Free Copies of "Meeting New People" For Anyone Who's Been Recently Dumped By A Friend
You do have to come to one of the book events. I'm not made of money
The next week will be an exciting one.1 My third novel, Meeting New People, will be released on Tuesday, June 2nd, and I will be going on an abbreviated book tour to launch it.
On Tuesday, June 2nd I will be at Powell’s Books in Portland.
On Friday, June 5th I will be at Local Economy in Oakland.
On Saturday, August 22nd I will be at the San Diego Book Festival in San Diego.
That’s all, so do come out if you happen to be on the West Coast and can spare an hour or two to say hello. I would very much like to see you.
Often a book launch involves being genially quizzed by a friend of the author’s, or, more interestingly, a professional rival or employee of the bookstore hosting the event. I won’t be in conversation with anyone at either reading, because I forgot to ask around ahead of time.
Besides, I always feel a little self-conscious about asking a friend to pretend to finish a book of mine in order to sit onstage with me and say things like “It seems like you really cared about your themes.

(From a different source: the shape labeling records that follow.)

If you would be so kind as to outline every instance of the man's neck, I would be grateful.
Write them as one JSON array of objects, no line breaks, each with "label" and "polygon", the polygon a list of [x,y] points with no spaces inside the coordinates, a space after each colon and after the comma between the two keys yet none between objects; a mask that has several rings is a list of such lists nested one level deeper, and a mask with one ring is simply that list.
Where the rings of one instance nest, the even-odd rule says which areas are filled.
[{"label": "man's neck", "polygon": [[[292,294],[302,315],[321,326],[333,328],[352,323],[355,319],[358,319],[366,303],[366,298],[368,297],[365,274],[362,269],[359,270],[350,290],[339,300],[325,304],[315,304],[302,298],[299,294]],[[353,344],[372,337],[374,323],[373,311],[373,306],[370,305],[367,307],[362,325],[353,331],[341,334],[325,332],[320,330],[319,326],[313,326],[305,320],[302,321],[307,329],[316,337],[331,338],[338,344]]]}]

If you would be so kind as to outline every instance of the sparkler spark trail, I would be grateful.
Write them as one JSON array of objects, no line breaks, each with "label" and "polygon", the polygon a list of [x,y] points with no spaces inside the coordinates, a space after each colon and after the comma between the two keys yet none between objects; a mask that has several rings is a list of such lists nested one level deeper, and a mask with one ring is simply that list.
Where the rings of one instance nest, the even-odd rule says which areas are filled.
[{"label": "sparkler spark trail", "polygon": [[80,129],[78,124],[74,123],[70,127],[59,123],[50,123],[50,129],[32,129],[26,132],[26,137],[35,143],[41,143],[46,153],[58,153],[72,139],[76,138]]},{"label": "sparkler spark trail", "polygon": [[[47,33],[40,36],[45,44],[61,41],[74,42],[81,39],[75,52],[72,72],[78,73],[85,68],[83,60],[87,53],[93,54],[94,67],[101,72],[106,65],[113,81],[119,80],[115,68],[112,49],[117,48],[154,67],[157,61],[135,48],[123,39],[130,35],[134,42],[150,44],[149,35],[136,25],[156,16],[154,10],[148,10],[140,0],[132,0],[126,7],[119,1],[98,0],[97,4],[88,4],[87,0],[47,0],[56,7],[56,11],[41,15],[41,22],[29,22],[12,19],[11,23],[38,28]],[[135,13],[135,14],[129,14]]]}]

What was that like?” I like my friends; they shouldn’t have to do that sort of thing.
I will be offering a free copy of Meeting New People at each event to whichever audience member has most recently gone through a friendship breakup. You won’t have to prove it or anything. We’ll go by the honor system.
In the event of a tie, I will cut the book in half, and whichever two people who have been most freshly dumped will have to share.

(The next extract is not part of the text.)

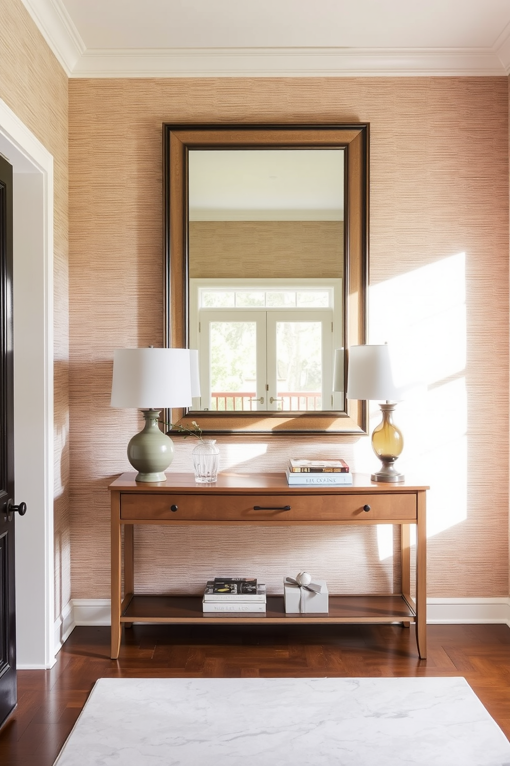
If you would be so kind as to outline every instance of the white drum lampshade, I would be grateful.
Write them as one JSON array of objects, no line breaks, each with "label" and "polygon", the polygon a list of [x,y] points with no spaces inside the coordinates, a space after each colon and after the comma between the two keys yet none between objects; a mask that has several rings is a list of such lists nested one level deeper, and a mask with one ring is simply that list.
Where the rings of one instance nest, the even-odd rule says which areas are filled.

There is a curious and heady mixture of indignation, self-justification, self-pity, humiliating attention to detail and clarity of recall, and abjection that attends the friendship which has ended definitively, rather than being allowed to gracefully fade out. (A shared vacation, booked on points, non-refundable.)
Incidentally, if you become a paid subscriber to the Chatner this week, you’ll do so at a 38% discount for the next year. Why not give it a try!
Please don’t worry that I’m going to poll the audience about their freshest emotional wounds. Really, I won’t. But the thing people always say about friendship breakups, isn’t it, is “it’s so hard how nobody talks about it,” so I’d like to create a little opportunity for people to talk about it.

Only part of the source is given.